Indeed, the services sector has emerged as one of the mainstays -- along with government -- of the area's economy. The services sector accounted for almost 63 percent of the region's total employment growth between 1977 and 1981, according to a Greater Washington Research Center study.
But continued rapid growth in that sector could be adversely affected if certain provisions of the administration's tax reform proposal are approved, according to several local executives and tax experts.
Limiting deductions for business entertainment and meal expenses, for example, could have a rippling effect locally. "The hotel and restaurant industries are extraordinarily large segments of our economy and limiting those deductions could have some impact, but how much, I don't know," Harlan said.
"Certainly the expense-account restaurants will be hurt," said John Cockrell, executive vice president of the Restaurant Association of Metropolitan Washington. "Some restaurant operators are concerned they may have to lay off some employes."
Not only is there the potential for job losses but a decline in the restaurant industry's business-meal volume has some negative implications for the District's tax revenue. "It's a key industry and we have an 8 percent tax on meals," Dearborn pointed out.

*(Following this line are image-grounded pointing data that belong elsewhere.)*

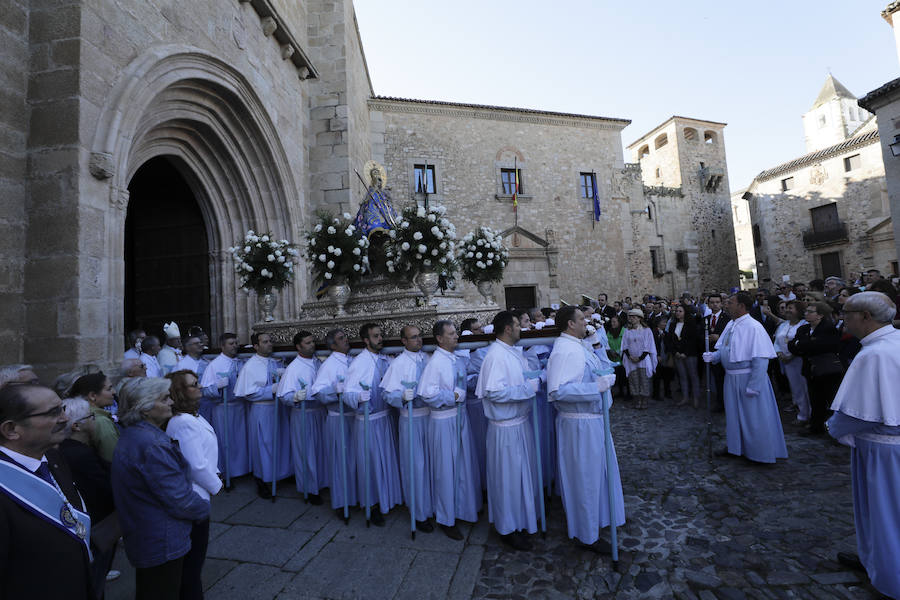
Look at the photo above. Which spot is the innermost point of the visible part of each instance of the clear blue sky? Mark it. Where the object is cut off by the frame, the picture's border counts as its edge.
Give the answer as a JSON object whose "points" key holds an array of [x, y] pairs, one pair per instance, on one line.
{"points": [[757, 66]]}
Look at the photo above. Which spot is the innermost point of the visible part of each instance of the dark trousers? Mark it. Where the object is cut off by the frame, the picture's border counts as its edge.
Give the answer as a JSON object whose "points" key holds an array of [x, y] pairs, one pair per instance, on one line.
{"points": [[191, 580], [822, 390], [162, 582]]}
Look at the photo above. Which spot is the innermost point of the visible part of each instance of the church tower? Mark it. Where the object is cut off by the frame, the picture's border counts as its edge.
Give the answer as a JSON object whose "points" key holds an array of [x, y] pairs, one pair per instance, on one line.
{"points": [[834, 116]]}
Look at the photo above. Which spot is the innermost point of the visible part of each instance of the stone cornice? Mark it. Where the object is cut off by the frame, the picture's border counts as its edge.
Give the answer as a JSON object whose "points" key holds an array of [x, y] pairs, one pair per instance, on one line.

In other segments of the service industry, cash flow could be affected by a provision that would require firms to use the so-called accrual basis of accounting when revenue exceeds $5 million. Under the accrual method, revenue would be reported and taxed when earned instead of when actually received. The impact of that could be extremely adverse for many law firms, accounting firms, medical service organizations, advertising agencies, and other service providers, according to local tax experts.
Using the accrual basis would have a dramatic effect, not only for the service industry locally, but for the entire country, according to Harry Linowes, managing partner at Leopold & Linowes, a Washington accounting firm.
"It means, in essence, that if you perform a service and bill a client and you aren't paid for six months or a year, you would actually have to pay taxes," Linowes said.
The bigger problem, Linowes said, is how a company should report work in progress. "You can realize the amount of hardship if you had to report income you haven't received and pay income tax on something you didn't receive.
"I would have to believe it will increase the need for borrowings, or a reduction in consumer spending, in that the partners in these firms will have less cash to spend for consumer items. That's going to have a significant effect on the economy."
Tax experts say the major local winner under tax reform could be the burgeoning high-tech industry concentrated in Northern Virginia and Montgomery County. High-tech firms now pay a much higher average corporate tax rate than other businesses -- something the administration proposals would change.
Furthermore, the plan gives a three-year extension to tax credits for research and development and actually cuts the top capital gains rate from 20 percent to 17.5 percent. Industry officials said, however, that it is not clear how much those benefits will compensate for the loss of investment tax credits and lengthening of the depreciation schedules for capital equipment investments -- changes that the tax plan also includes.